Verdict may impact national governance
The ringing endorsement of the Narendra Modi-led BJP in two of five states and its showing in two others just about sufficient to believe it could lay claim to power is yet another defining moment in Indian politics. The ruling NDA’s hands have been strengthened in choosing the next President and vice-president too with the numbers not so complicated as earlier, but not so simple that it can thrust ideological hardliners. What the polls have done is diminish the importance of identity politics to such an extent as to make caste and community arithmetic almost irrelevant even in a state like UP where little else dominated pre-poll talk than development and governance.
It’s in harping on the old caste/community formula that a regional leader like Mayawati lost so badly, with a bleak future visible for her BSP. Her state showed a propensity to change in the 2014 Lok Sabha polls, yet she showed no sign of accepting reality and reshaping her policies, thus ending up fuming over electronic voting machines. If Akhilesh Yadav’s SP met a similar fate, it could have owed as much to strong anti-incumbency after two terms as the internal feuding leading to the virtual sidelining of its founder and old fox of a strategist in his dad Mulayam Singh Yadav. The family drama proved irksome and counterproductive.
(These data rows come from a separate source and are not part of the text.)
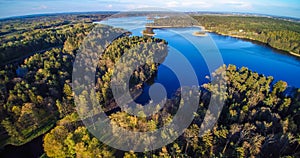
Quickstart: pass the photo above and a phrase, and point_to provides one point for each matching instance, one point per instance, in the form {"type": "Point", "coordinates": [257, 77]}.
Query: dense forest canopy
{"type": "Point", "coordinates": [259, 118]}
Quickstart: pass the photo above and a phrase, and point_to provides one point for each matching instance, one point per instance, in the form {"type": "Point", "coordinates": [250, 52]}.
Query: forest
{"type": "Point", "coordinates": [260, 117]}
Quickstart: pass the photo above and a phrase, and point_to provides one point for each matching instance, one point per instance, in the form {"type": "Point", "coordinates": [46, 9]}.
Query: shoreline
{"type": "Point", "coordinates": [257, 42]}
The youth formula of “UP ke bête” duo of Akhilesh and Congress scion Rahul Gandhi failed to capture the state’s imagination. The blame game has begun already on who brought down who after a pre-poll alliance that smacked more of commercial realpolitik than any great principles of commonality.
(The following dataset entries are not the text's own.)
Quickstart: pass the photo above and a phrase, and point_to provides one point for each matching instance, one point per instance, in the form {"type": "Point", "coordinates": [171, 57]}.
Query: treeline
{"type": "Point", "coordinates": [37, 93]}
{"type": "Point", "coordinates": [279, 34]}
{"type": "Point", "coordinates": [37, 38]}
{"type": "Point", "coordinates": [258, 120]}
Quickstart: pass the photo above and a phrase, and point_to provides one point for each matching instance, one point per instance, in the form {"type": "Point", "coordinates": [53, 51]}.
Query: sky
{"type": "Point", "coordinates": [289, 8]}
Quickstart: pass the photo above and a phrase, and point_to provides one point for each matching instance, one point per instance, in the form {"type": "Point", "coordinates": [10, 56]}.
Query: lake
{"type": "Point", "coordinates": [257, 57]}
It is remarkable that the BJP, with zero seats in 2012 in Manipur, should garner sufficient support as to believe like-minded parties could join hands to overcome the Congress’ numerical superiority. Besides Punjab, where it was only the Akalis’ junior partner, it’s only in Goa that the saffron party faced a setback, clearly from lack of performance by CM Lakshmikanth Parsekar, who himself lost, along with five colleagues. Policy U-turns on casinos and suspected mining scams saw the image take a drubbing, allowing the Congress to stage a stirring comeback. That leaves a couple of regional parties holding the cards to decide who forms the government. In the small state too, it was performance or lack of it that was in focus, which conforms to a pattern of emerging expectations focusing on performance. The AAP came a cropper in Goa too, with its plan to test national ambitions on smaller states a clear failure. In the final analysis, triumphant BJP leader Narendra Modi is now seen as a champion of the poor after demonetisation and it will be interesting to see what transformational effect verdict 2017 has on national governance now.